Sobre los escritores que no escriben se ha escrito demasiado. Leyendo El secreto de Joe Gould, obra de Joseph Mitchell, acabo descubriendo que me interesa más la vida de Mitchell que la de Gould, el vagabundo que estudió en Harvard y que renuncia a tener una vida burguesa porque está metido en un proyecto vital que es el de recoger la crónica oral de su tiempo, garrapateando cuadernos enteros, malviviendo y automarginado con rasgos de bohemio un poco loco, aprendiz del idioma de las gaviotas y protagonista de miles de anécdotas entre divertidas y grotescas.

Ese vagabundo retratado por Mitchell (la historia es llevada al cine por Stanley Tucci con el mismo título del libro) se me ocurre que es casi una invención del periodista, su cronista. Joseph Mitchell nace en la primera década del siglo XX, trabaja de reportero en varios sitios hasta que recala en el “New Yorker”, siendo considerado como uno de los renovadores del género (semblanza, crónica, reportaje). Tras el éxito de su trabajo sobre Gould y, a pesar de que iba a la oficina todos los días y escribía, no publicó nada en décadas. Su explicación era que no le parecía lo suficientemente bueno. Otra anécdota de Mitchell, que  me interesa mucho, es que, en un momento de éxito, cuando le preguntaron por el domicilio de uno de sus  personajes, dijo que no existía, que era un invento suyo.
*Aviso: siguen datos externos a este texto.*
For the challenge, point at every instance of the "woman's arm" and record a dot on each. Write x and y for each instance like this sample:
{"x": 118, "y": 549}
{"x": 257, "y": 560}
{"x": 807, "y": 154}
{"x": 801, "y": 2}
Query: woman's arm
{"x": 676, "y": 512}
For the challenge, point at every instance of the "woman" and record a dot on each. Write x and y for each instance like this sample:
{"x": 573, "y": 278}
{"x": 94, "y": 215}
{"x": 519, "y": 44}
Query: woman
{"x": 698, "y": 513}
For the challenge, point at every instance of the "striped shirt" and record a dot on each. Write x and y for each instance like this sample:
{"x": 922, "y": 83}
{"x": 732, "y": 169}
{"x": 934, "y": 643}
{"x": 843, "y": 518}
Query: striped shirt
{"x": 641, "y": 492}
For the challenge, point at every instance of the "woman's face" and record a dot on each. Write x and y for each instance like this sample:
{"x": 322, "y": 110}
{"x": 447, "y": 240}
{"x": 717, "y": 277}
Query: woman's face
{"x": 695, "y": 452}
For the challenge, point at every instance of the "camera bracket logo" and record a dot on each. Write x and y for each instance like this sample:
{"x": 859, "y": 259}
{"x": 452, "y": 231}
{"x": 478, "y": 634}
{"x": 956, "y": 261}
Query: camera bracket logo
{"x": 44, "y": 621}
El primer episodio de la serie Colombo la dirige un joven Steven Spielberg. Se titula Homicidio y cuenta la historia de dos autores, Franklin (Jack Cassidy) y Ferris, que utiliza el seudónimo de “Mrs. Melville”. Ambos sacan una serie de novelas de género policiaco que resulta ser un éxito de ventas. La pega es que Franklin no escribe absolutamente nada, aunque se lleva parte de los beneficios. Cuando se entera de que Ferris quiere disolver la sociedad, planea el crimen perfecto. El autor que nunca había escrito nada, materializa la única buena idea que ha tenido en su vida para matar a su compañero.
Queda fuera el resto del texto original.